The company advertises via e-mail and Facebook via so-called “targeted audiences”. By uploading customer lists to Facebook, the social platform is able to match these lists with existing Facebook profiles and target these profiles with ads. After reviewing the matter, the Data Protection Authority has concluded that this type of obtaining consent is in violation of the GDPR. The regulation requires consent to be freely given and specific.
It is a basic requirement of the GDPR that consent for processing of personal data must be freely given and specific. Data subjects should be able to choose whether they want to consent to marketing when they buy a service. For example, they should be able to consent to one type of marketing via e-mail, without also having to consent to marketing via Facebook.
On this basis, the Data Protection Authority has ordered the Norwegian company to change the way they obtain consent, in order to establish compliance with the requirements of the GDPR. The company has also been ordered to erase all personal data about the complainant.[8]
[6] https://edpb.europa.eu/news/national-news/2021/lithuanian-dpa-fine-imposed-sports-club-infringements-gdpr-processing_en
[7] https://edpb.europa.eu/news/national-news/2021/norwegian-dpa-oslo-university-hospital-ordered-amend-agreements_en
[8] https://edpb.europa.eu/news/national-news/2021/norwegian-dpa-order-improve-solutions-consent_en
Key takeaways
The adoption of the EU GDPR has highly contributed to a new culture of data protection and processing and has fundamentally transformed how businesses treat personal data.

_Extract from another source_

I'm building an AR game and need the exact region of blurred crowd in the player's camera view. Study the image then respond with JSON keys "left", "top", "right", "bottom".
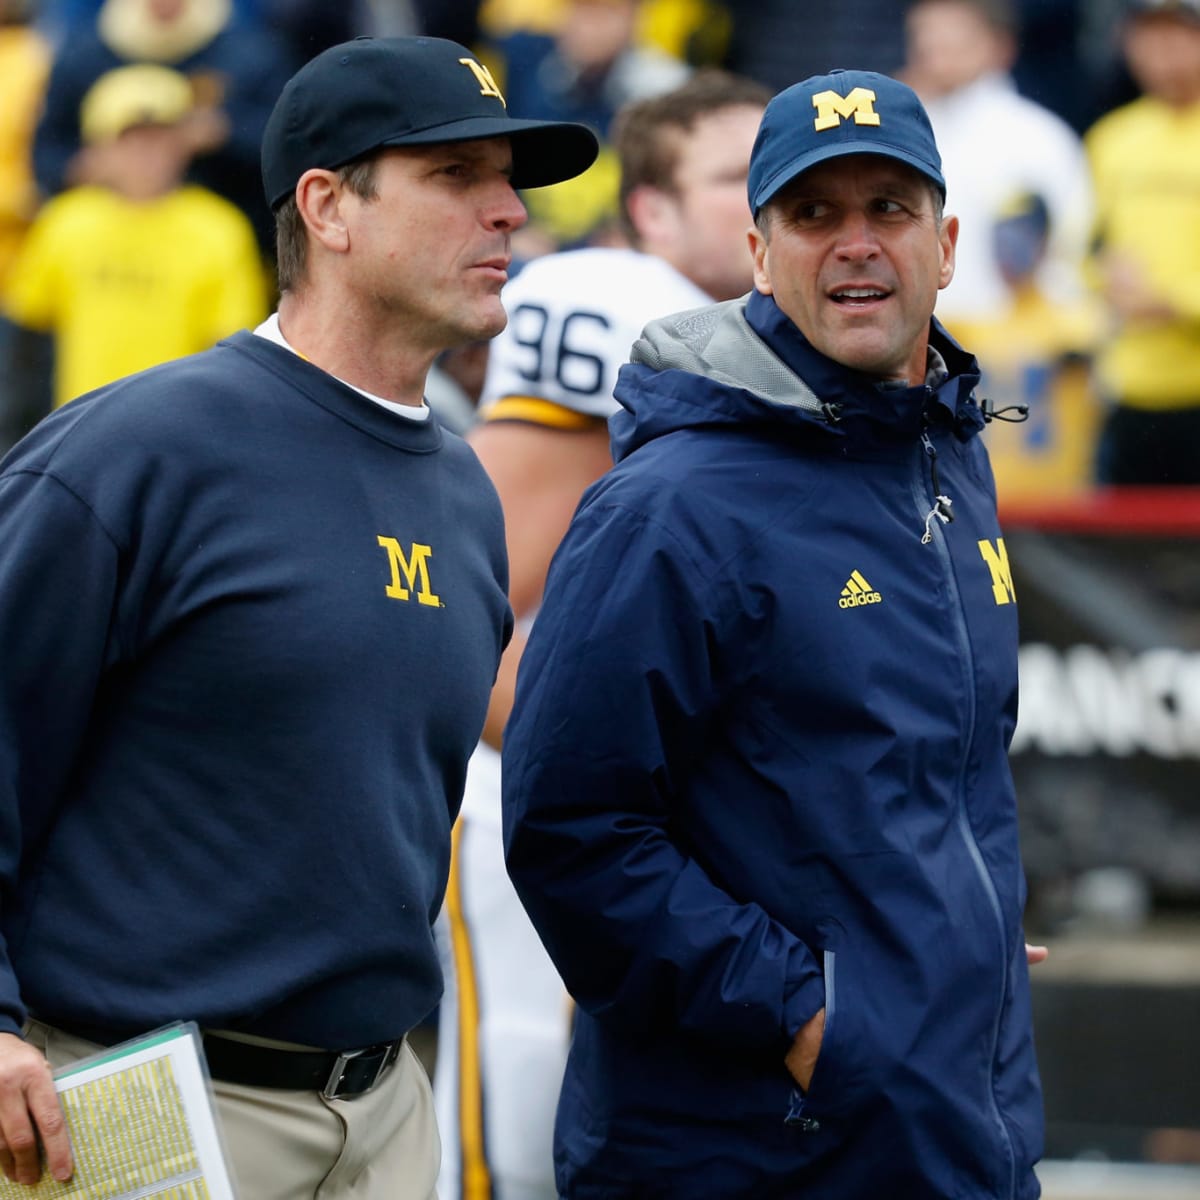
{"left": 1, "top": 0, "right": 1198, "bottom": 1170}
{"left": 2, "top": 0, "right": 1200, "bottom": 494}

The territorial scope of GDPR is broader than within the EU, as it may apply to companies in third countries if these countries or companies operating in them comply with GDPR.
Personal data may be processed only under “lawful basis” which means that EU customers will have more confidence that their personal data is protected and they will be more willing to share their data.
As a conclusion we can state that customers and businesses in European Union benefit from European data protection new regulation, particularly GDPR, as it sets data protection high standards and principles, introduces new tools for data protection safeguards, such as data protection impact assessment, data protection officers, improves cybersecurity standards, regulates and restricts non-secure international data transfers.